In a move that has caused Senator Tom Coburn, the ranking member of the Homeland Security and Government Affairs Committee, to question whether the Social Security Administration is doing enough to monitor its disability benefits payments, the federal Government Accountability Office estimates that the Administration had wrongfully paid 36,000 people disability benefits during the two-year period between December 2010 and January 2013. While Democrats are quick to point out that erroneous payments are not enough to reduce funding for the program, wrongful payments do negatively affect people in Atlanta filing Social Security disability insurance benefits claims.
Some people may wonder how people without disabilities getting disability benefits really hurt those in need of benefits, but the answer is simple: wrongful payments take away from those that truly need them. Since anyone trying to get benefits must make less than $1,000 per month for five months, those people who are truly unable to work because of a disability are often in desperate need of benefits.
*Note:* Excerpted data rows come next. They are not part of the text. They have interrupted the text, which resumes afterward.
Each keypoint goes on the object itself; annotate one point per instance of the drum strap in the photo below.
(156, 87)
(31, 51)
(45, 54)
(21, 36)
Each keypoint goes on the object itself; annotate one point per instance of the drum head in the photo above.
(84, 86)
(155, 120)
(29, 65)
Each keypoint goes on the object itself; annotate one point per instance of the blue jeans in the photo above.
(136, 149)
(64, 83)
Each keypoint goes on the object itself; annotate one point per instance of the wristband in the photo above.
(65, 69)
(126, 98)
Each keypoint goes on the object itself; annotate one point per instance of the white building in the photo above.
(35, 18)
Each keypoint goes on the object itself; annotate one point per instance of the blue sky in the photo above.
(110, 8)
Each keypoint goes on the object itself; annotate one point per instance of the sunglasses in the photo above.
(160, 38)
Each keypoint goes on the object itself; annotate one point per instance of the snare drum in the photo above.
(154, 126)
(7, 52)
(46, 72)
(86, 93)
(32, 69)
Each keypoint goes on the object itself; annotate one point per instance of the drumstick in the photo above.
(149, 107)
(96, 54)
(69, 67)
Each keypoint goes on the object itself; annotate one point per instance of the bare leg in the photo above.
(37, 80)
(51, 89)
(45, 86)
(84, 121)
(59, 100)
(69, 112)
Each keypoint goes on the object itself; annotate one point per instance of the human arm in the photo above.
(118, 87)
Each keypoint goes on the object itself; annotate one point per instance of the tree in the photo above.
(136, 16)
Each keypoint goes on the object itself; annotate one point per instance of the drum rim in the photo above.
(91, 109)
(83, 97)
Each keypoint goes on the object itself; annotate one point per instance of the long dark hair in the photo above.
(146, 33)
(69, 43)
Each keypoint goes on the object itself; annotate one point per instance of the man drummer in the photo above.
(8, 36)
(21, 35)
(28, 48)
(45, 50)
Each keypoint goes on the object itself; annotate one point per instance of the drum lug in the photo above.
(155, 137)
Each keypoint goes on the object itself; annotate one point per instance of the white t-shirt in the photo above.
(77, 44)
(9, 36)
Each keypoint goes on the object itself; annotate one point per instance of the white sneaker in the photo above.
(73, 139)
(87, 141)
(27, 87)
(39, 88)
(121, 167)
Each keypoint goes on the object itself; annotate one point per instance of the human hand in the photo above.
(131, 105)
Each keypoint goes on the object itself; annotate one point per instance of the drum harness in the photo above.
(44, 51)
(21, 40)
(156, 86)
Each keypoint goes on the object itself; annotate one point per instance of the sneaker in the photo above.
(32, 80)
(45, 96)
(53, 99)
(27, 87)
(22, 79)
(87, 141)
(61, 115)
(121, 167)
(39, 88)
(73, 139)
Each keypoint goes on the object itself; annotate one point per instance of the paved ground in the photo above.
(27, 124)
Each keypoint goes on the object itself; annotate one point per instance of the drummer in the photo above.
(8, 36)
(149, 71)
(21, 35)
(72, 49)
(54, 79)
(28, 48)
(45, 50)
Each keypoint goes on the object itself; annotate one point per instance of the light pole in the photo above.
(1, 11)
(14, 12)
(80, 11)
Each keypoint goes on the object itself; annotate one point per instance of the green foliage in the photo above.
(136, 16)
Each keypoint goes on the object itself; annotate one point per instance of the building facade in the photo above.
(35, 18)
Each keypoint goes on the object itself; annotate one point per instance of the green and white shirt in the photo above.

This blog has talked extensively about backlogs and the wait to appeal a disability benefit decision, so if someone who is disabled is denied benefits because someone else accidentally received them without being disabled, it can be devastating. In total, the estimated cost of these wrongful payments is $1.3 billion. The individuals who received the benefits appear to be people who were not only not disabled, but actually working.
It is unknown what changes will come about from this report, but it is clear that the Social Security Administration needs to do a better job at policing who receives its benefits.